The Swiss weakness carries through to aftercare, and is exacerbated, Prof. Bouchardy argues, by an overly atomized society that neglects the public component to individual illness. She says that not only is there a lack of cooperation among different cantonal health organizations, but that cantons do not provide their citizens with information on cancer. Prof. Bouchardy notes that francophone Swiss are often directed to sites hosted in Quebec or France for further information relating to cancer and other diseases. On a non-governmental basis, the plethora of Swiss-based patient support groups, she says, are marginalized when it comes to listening to patients’ real problems in order to incorporate possible improvements in medical care. She mentions that other organizations, such as health insurance firms and government also focus minimal attention on professional reinsertion of patients, or any kind of childcare and academic assistance to children with affected parents. A major exception comes from the work of some associations such as the English Speaking Cancer Support Group, the Association Savoir Patient (see sidebar), and PROSCA, but this is still not enough, she says, to make a nation-wide difference in effective aftercare and support treatments.

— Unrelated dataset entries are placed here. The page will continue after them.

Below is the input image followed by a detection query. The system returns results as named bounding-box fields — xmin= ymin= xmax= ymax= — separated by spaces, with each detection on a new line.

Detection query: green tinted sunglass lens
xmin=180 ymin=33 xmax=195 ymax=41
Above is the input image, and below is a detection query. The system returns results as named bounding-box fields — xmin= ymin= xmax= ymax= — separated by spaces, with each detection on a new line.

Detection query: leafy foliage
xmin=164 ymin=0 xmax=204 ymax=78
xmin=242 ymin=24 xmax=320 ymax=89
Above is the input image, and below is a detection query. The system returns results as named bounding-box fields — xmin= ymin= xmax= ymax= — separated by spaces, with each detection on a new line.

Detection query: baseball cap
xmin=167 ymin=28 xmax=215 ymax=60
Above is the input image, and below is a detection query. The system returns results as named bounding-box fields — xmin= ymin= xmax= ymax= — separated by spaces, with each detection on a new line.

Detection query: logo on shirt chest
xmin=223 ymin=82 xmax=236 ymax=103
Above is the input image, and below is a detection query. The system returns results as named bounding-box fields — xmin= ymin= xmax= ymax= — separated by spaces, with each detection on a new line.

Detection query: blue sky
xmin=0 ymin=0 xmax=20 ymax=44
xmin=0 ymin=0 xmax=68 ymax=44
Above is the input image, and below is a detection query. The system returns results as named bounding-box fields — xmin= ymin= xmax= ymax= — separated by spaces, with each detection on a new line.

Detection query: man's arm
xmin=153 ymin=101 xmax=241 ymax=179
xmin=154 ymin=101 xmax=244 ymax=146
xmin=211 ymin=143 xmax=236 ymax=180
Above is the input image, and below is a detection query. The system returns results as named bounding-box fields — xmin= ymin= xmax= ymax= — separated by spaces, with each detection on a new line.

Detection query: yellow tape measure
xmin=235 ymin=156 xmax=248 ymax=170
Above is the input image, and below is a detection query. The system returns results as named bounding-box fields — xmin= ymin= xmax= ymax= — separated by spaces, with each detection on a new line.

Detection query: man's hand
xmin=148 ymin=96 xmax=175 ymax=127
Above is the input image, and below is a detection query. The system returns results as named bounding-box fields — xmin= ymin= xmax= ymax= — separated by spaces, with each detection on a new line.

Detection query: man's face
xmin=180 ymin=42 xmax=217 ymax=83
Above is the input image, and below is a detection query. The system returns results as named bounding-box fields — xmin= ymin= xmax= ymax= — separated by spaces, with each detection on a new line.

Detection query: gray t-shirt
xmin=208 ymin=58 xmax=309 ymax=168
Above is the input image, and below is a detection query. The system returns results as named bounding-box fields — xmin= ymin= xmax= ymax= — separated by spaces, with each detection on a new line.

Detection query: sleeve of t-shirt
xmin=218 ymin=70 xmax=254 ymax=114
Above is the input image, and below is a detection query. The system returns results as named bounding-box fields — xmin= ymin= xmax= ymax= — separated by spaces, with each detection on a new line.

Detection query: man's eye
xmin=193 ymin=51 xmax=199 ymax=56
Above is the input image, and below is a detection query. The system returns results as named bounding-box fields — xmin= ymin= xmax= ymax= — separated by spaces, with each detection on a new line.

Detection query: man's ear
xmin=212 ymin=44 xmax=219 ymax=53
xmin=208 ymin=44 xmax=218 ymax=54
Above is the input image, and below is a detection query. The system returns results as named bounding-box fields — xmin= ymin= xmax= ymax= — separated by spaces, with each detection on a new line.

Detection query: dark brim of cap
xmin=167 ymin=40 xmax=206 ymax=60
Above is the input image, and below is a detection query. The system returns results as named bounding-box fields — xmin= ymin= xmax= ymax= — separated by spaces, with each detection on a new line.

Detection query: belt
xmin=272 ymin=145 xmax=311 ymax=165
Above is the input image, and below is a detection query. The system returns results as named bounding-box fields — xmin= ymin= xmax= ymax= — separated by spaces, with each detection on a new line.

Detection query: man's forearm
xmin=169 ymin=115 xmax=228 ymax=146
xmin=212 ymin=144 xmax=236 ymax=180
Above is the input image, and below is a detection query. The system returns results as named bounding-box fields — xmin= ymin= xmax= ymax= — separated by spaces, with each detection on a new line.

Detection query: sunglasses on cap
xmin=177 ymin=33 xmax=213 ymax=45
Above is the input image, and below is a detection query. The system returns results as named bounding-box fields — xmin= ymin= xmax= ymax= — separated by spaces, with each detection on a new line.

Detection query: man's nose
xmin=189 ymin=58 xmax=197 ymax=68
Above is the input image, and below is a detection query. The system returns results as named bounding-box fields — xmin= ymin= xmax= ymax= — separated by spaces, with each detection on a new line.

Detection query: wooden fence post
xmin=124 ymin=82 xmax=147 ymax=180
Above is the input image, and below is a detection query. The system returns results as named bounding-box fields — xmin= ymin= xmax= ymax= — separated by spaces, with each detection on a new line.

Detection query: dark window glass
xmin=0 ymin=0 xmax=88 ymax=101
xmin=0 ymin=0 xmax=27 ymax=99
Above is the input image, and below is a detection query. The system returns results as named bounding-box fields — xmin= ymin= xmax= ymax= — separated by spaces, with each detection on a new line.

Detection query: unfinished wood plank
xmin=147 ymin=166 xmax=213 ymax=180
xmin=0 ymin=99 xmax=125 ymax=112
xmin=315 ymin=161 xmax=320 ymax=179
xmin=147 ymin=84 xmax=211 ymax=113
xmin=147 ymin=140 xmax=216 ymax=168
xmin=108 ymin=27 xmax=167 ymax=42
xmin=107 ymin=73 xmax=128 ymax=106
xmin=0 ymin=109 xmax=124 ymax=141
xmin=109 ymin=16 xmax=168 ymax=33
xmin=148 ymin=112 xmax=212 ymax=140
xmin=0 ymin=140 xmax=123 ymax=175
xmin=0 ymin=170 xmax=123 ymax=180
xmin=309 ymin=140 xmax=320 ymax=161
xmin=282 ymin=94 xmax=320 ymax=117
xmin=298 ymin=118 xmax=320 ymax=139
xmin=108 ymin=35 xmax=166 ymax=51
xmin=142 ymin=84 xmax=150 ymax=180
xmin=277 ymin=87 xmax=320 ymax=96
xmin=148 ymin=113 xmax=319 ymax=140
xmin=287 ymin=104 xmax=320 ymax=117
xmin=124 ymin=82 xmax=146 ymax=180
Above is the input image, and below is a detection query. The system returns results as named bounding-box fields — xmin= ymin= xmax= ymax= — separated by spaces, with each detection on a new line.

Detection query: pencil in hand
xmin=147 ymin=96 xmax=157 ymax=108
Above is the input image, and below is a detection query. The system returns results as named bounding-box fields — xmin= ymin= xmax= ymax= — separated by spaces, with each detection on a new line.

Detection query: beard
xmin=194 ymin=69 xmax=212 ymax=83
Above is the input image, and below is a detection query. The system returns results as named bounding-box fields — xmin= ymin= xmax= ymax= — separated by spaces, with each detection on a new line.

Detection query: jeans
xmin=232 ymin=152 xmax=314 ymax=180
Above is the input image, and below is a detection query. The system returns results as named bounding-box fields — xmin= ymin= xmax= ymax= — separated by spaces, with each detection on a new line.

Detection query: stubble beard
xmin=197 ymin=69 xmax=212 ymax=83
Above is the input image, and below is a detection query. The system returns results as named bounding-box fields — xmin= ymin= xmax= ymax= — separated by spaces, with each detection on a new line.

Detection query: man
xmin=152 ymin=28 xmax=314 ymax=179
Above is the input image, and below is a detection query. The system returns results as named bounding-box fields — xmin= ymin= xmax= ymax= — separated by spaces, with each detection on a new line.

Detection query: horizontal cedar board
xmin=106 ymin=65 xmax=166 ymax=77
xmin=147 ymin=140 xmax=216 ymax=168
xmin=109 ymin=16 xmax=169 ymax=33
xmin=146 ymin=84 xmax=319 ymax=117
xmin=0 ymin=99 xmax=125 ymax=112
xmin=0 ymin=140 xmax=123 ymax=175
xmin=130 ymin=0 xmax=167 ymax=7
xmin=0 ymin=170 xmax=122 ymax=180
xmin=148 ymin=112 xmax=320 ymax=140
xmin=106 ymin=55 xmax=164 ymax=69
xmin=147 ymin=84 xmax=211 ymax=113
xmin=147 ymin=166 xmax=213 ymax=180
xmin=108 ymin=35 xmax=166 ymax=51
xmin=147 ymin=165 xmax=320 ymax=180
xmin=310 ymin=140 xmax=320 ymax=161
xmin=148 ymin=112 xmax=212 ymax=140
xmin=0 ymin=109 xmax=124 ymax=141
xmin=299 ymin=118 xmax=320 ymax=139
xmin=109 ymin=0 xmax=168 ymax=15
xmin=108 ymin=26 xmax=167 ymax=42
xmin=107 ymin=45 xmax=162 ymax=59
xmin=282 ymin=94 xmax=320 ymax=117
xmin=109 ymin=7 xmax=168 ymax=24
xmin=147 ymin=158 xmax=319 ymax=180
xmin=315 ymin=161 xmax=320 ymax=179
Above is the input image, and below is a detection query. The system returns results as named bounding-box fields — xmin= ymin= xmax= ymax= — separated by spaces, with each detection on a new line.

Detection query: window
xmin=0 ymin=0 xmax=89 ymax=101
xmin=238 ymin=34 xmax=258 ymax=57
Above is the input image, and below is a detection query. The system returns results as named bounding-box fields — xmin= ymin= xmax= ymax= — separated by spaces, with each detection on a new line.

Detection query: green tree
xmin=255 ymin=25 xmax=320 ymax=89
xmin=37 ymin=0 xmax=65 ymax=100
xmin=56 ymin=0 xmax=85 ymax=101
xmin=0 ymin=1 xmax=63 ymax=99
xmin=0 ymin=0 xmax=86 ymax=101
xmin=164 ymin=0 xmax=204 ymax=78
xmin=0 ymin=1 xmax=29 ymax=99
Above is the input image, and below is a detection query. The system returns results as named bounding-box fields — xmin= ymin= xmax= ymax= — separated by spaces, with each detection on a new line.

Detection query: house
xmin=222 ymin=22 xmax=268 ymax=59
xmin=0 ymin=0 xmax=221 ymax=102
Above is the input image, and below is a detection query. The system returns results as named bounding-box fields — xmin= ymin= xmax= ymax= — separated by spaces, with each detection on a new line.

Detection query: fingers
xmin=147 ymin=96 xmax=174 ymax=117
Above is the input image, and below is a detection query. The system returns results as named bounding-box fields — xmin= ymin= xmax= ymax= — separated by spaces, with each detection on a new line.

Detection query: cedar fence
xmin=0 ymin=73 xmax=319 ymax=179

Social inequalities are strong
In fact, social inequalities in cancer in Switzerland are important and poorly documented. They exist all along the disease from exposure to risk factors as tobacco, alcohol, obesity and high fat diet, to disparities in screening access and optimal care. These differences are even more evident in some profile groups such as migrants, elderly or disabled people. Lack of research, social support, training of professionals and target actions at a cantonal and national level, contribute to maintain these socio-economic disparities in our country. The problem is circular and urgent. Rising rates of cancer in certain demographics, demand concerted action in both prevention and aftercare. It remains to be seen whether Prof. Bouchardy’s recommendations will be listened, or if, in this, as in so many other elements, the Swiss educational and medical establishments will carry on as usual.
Take home message
Cancer is an important public health issue in Switzerland. Although we do have a very high level of quality of care and treatment, we need to put much more emphasis and efforts in prevention and health promotion programs in order to control the cancer epidemic, to reduce health inequalities and to focus on the patient’s quality of life.

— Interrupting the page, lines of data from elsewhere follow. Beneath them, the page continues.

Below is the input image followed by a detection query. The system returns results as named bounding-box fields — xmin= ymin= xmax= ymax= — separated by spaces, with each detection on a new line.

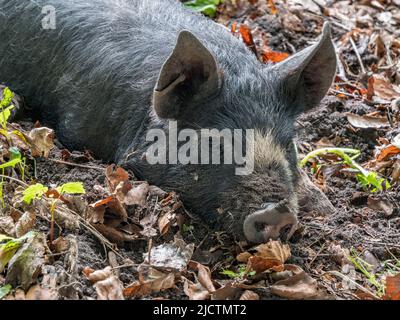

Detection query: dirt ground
xmin=1 ymin=0 xmax=400 ymax=300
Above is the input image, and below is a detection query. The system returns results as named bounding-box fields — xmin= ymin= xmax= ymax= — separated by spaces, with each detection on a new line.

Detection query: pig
xmin=0 ymin=0 xmax=337 ymax=243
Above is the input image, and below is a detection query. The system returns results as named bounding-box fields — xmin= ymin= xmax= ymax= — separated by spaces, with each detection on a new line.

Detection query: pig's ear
xmin=153 ymin=30 xmax=221 ymax=119
xmin=273 ymin=22 xmax=337 ymax=113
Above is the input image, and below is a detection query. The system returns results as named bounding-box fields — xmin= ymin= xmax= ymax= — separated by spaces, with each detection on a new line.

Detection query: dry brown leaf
xmin=195 ymin=262 xmax=216 ymax=293
xmin=51 ymin=236 xmax=70 ymax=253
xmin=124 ymin=183 xmax=149 ymax=206
xmin=392 ymin=159 xmax=400 ymax=183
xmin=270 ymin=264 xmax=320 ymax=299
xmin=238 ymin=24 xmax=257 ymax=56
xmin=246 ymin=256 xmax=284 ymax=274
xmin=14 ymin=210 xmax=36 ymax=238
xmin=82 ymin=267 xmax=95 ymax=279
xmin=158 ymin=211 xmax=176 ymax=236
xmin=211 ymin=283 xmax=241 ymax=300
xmin=105 ymin=165 xmax=130 ymax=192
xmin=383 ymin=274 xmax=400 ymax=300
xmin=239 ymin=290 xmax=260 ymax=300
xmin=25 ymin=284 xmax=59 ymax=300
xmin=254 ymin=240 xmax=291 ymax=263
xmin=346 ymin=113 xmax=390 ymax=129
xmin=377 ymin=145 xmax=400 ymax=161
xmin=28 ymin=127 xmax=54 ymax=158
xmin=123 ymin=267 xmax=175 ymax=298
xmin=236 ymin=252 xmax=252 ymax=263
xmin=86 ymin=266 xmax=113 ymax=283
xmin=184 ymin=279 xmax=210 ymax=300
xmin=367 ymin=197 xmax=394 ymax=217
xmin=261 ymin=49 xmax=289 ymax=63
xmin=94 ymin=275 xmax=124 ymax=300
xmin=0 ymin=215 xmax=15 ymax=236
xmin=370 ymin=75 xmax=400 ymax=101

Cancer Support Groups in Switzerland
The Association Savoir Patient is an organization dedicated to promoting dialogue between patient, researcher and doctor. Formed in 2002, the association specializes in the care of breast cancer victims, and is a well-known lobby group in what concerns efforts to improve patient standard of care and quality of life.
English speakers afflicted by cancer may also speak to the English Speaking Cancer Association, a not-for-profit organization that provides, in their words “a welcoming, supportive and confidential environment where people can share and express their experiences and feelings in English.”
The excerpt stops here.